The film’s original French title, Le Nom des Gens (The Name of People), is also much more to the point than its fluffy English title. For this is a movie that pokes serious fun at ethnic and religious stereotyping based on names and appearances. Arthur’s mother, Annette (Michèle Moretti), escaped the Holocaust when she was sheltered in an orphanage under a changed name; her mother’s death in Auschwitz left her burdened with crippling depression and guilt. Arthur’s French Roman Catholic father, Lucien (Jacques Boudet), who runs a nuclear power plant, served with the French Army in Algeria.
Baya’s gentle, self-effacing father, Mohamed (Zinedine Soualem), is an Algerian Arab whose father was killed by French soldiers during the Algerian war. Her French mother, Cécile (Carole Franck), was a left-wing rebel. When both sets of parents meet, discomfort reigns. Although the light-complexioned Baya could pass as a non-Arab, she flaunts her Algerian heritage. Arthur, a nonpracticing Jew, never mentions his half-Jewish background, but when Baya learns of it, she is thrilled.

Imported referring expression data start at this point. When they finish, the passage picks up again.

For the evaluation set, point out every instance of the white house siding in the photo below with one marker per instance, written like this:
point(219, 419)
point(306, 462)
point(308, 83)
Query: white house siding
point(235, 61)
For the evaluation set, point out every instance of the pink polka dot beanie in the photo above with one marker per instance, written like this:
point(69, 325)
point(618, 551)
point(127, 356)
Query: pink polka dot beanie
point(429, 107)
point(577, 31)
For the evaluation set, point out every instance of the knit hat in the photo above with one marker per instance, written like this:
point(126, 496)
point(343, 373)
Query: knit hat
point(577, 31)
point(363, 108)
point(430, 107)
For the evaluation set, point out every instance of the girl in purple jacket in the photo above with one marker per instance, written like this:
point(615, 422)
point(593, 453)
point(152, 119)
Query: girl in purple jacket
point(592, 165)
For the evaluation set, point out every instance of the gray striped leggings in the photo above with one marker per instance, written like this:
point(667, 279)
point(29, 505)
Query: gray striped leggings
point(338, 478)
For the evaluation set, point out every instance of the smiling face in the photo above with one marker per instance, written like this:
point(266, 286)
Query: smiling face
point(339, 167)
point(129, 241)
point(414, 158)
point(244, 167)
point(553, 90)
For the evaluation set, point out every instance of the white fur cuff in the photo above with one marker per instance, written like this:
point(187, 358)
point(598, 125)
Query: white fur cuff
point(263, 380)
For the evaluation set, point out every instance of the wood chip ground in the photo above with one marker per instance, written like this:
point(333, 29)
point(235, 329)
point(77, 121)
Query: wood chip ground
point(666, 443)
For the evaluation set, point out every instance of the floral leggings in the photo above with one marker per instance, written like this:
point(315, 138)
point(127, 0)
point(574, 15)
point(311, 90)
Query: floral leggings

"That’s so cool! The two of us embody France," she crows. "We’re the future of humanity!" With its implication that the world’s problems might begin to be solved by one Arab-Jewish coupling, The Names of Love succumbs to glib sentimentality.
For all the potentially dangerous subjects it glosses, above all the tangled legacies of the Holocaust and the Algerian war, The Names of Love dances away from any uncomfortable provocation. Even when sticking out its tongue, it is finally just an airy comedy riding on one cheeky, incandescent performance.